Three episodes into Daredevil‘s first season and so far we’ve seen one hour focusing on Matt Murdock as a lawyer, and one hour focusing on him as the man without fear himself. Now, in “Rabbit in a Snowstorm” we get to see the beautiful melding of these two worlds. Do the Daredevil powers help Murdock in his day-to-day life as the blind attorney partner in Nelson & Murdock? Does Murdock feel guilty being the crime-fighting Daredevil at night, yet representing scummy clients during the day? Can a bowling ball be used as an effective bludgeoning weapon? The answer to all three questions is a resounding yes.
The episode opens on a scene that sets the rest of the events into motion. A balding gentleman, John Healy, purposefully antagonizes another man in a bowling alley, goes to shoot him, and ends up having to bash his head in with a bowling ball – but not after performing a few gruesome arm-breaking maneuvers. It felt a tad out of a place in a show with such a serious tone as Daredevil, but I do really enjoy the quick Tarantino-esque flashback scene showing Healy purchasing the gun before the whole thing went down. We see him buy the gun, say he wants a revolver because it wouldn’t jam, then is assured without a doubt that this gun he is receiving won’t jam.
Well, wouldn’t you know it, back to present day and it jams. It’s a bit of a long setup for the joke, but it works. Not to mention it also gives credence to the fact that the gun jams instead of it just being a freak occurrence.

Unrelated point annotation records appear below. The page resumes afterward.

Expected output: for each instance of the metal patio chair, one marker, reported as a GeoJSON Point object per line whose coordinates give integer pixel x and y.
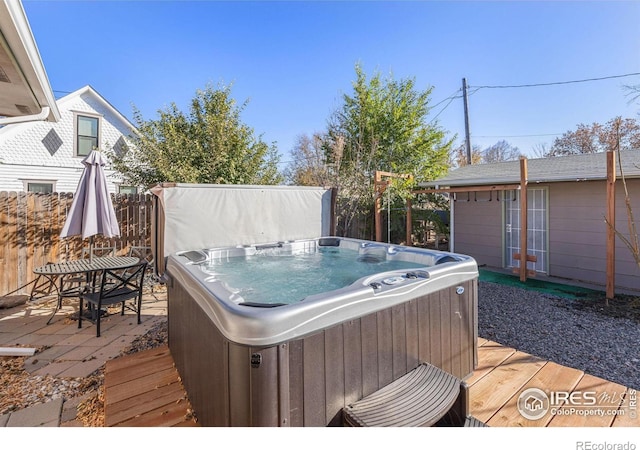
{"type": "Point", "coordinates": [117, 286]}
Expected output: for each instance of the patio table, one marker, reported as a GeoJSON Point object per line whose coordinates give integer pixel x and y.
{"type": "Point", "coordinates": [82, 266]}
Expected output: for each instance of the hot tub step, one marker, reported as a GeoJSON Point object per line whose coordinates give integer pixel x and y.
{"type": "Point", "coordinates": [419, 398]}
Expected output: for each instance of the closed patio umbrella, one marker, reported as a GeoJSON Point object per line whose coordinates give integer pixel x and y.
{"type": "Point", "coordinates": [91, 212]}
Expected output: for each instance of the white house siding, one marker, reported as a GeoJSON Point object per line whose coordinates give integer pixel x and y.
{"type": "Point", "coordinates": [24, 156]}
{"type": "Point", "coordinates": [66, 179]}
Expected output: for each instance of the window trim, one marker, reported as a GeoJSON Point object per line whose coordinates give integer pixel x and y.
{"type": "Point", "coordinates": [127, 186]}
{"type": "Point", "coordinates": [76, 115]}
{"type": "Point", "coordinates": [26, 183]}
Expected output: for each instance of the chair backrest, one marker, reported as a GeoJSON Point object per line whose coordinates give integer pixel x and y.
{"type": "Point", "coordinates": [99, 251]}
{"type": "Point", "coordinates": [142, 252]}
{"type": "Point", "coordinates": [116, 283]}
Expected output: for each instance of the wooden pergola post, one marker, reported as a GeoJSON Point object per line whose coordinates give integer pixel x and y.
{"type": "Point", "coordinates": [611, 223]}
{"type": "Point", "coordinates": [408, 240]}
{"type": "Point", "coordinates": [523, 218]}
{"type": "Point", "coordinates": [380, 186]}
{"type": "Point", "coordinates": [379, 189]}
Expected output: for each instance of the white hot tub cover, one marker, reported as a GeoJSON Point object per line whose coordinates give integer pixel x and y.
{"type": "Point", "coordinates": [198, 216]}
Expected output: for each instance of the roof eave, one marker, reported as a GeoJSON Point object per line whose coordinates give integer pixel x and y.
{"type": "Point", "coordinates": [21, 44]}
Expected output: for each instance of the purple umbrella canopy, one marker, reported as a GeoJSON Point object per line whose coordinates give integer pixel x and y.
{"type": "Point", "coordinates": [91, 212]}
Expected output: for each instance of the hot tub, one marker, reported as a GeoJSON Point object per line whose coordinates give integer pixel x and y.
{"type": "Point", "coordinates": [250, 358]}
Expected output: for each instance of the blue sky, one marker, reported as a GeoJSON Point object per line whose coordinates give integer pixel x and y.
{"type": "Point", "coordinates": [293, 60]}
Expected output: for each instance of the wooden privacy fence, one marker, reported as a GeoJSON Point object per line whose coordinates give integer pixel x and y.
{"type": "Point", "coordinates": [30, 226]}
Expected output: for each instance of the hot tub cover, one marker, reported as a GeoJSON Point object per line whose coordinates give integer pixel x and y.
{"type": "Point", "coordinates": [197, 216]}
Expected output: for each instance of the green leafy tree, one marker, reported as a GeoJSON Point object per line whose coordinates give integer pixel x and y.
{"type": "Point", "coordinates": [381, 125]}
{"type": "Point", "coordinates": [308, 166]}
{"type": "Point", "coordinates": [209, 144]}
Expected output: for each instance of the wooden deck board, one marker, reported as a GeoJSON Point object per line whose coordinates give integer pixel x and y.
{"type": "Point", "coordinates": [495, 389]}
{"type": "Point", "coordinates": [552, 377]}
{"type": "Point", "coordinates": [144, 390]}
{"type": "Point", "coordinates": [608, 397]}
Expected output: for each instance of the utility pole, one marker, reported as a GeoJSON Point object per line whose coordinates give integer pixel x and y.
{"type": "Point", "coordinates": [466, 120]}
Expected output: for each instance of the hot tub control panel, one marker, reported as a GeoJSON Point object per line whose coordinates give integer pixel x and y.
{"type": "Point", "coordinates": [390, 281]}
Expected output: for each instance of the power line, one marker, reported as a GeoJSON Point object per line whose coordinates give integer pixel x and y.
{"type": "Point", "coordinates": [523, 135]}
{"type": "Point", "coordinates": [557, 82]}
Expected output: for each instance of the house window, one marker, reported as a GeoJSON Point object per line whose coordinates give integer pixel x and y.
{"type": "Point", "coordinates": [87, 134]}
{"type": "Point", "coordinates": [127, 189]}
{"type": "Point", "coordinates": [537, 228]}
{"type": "Point", "coordinates": [39, 187]}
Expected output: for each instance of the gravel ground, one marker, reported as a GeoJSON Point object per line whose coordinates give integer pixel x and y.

From there, with Healy’s initial plan of shooting the guy now out the window, the two fight in another well-choreographed and brutal scene until the cops are called and he quickly surrenders and demands a lawyer.
While this episode does blend the two worlds quite nicely, it is definitely on the lawyer side of storytelling. A large majority of it is based around Murdock and Foggy Nelson dealing with this mysterious, obviously guilty, client as well as Kingpin’s right hand man Wesley imploring the two to represent Healy in court. We know it’s James Wesley, that is, but of course Nelson and Murdock have no clue – he’s just some guy who gave them a huge check to represent his client.
This all serves as mostly interchangeable setup to get to the meat of the episode which is setting up the fear that Hell’s Kitchen and its inhabitants hold in regards to Kingpin. Writers, lawyers, murderers, guns-for-hire, you name it. Hell, even a woman whose husband was murdered took a lump sum of money to never talk about it again out of fear. Everyone in Hell’s Kitchen knows not to mess with him, and “Rabbit in a Snowstorm” goes to great lengths to establish this fact. While doing so, it also opens for Murdock to really use his Daredevil powers as both a way to subdue criminals, and almost cheat his way to victory in the courtroom.
One thing in particular that is shown effectively is just how Murdock uses those powers in his day-to-day job. While he obviously can’t just sense where the judge is and start kicking her in the throat – as he does when he normally uses his powers – he can tell when someone is lying or nervous, which obviously comes in handy in a courtroom situation. In the case of this episode he can tell when a particular juror is anxious when Wesley enters the courtroom. How does he know she is nervous? He can hear her heartbeat begin to race. How does he know Wesley entered the room? He can hear the watch ticking that he remembers from when the two met earlier. It’s an effective way to show the kind of connections that Murdock can make sans sight, without having blatant dialogue coming right out and saying that he knows something is up. Daredevil assumes you can get this information on your own from the context clues they can give you, and the story is richer for that fact.
On the other end of the spectrum, Murdock continues to be a stick in the ass of everyone acting as the Daredevil. When he discovers that particularly nervous juror has a sex tape she doesn’t want leaked, he intimidates a lowly thug into leaving town and ditching the idea of blackmailing her in an instant – again because he’s scared of getting in the way of Kingpin, or anyone related to Kingpin. This is one of the very few Daredevil-focused scenes in the episode, but it works well, and the fighting is as quick and crisp as ever. In particular, I like how Murdock escapes by just punching the thug in the face then running. No magic puffy smoke or other weird way to disappear, he’s an extremely life-like hero, even when escaping a situation.
While a lot of the episode does focus on Murdock for obvious reasons, I’m really liking the characterization of Foggy. In particular, I really like that he’s a total goofball weirdo outside of the courtoom, but when he’s working, he’s someone you could take seriously as a lawyer. This is a crucial step a lot of similar characters in similar shows miss on when it comes to creating a fun character with a serious job, but Daredevil nails it.
This all leads up to the big dramatic entrance of Kingpin into the world of Daredevil. As is the rest of his build up, his reveal is mysterious and full of tension. Nothing violent actually happens, but with all the lead up to how ruthless and murderous he is, I was expecting the white painting he was viewing to be covered red soon enough. Now that the (presumably) main villain of the show is on board, and we’ve seen just about every aspect of Matthew Murdock we can, I’m excited to see where the show goes from here. Enough set up, time to get into the nitty gritty of defending Hell’s Kitchen.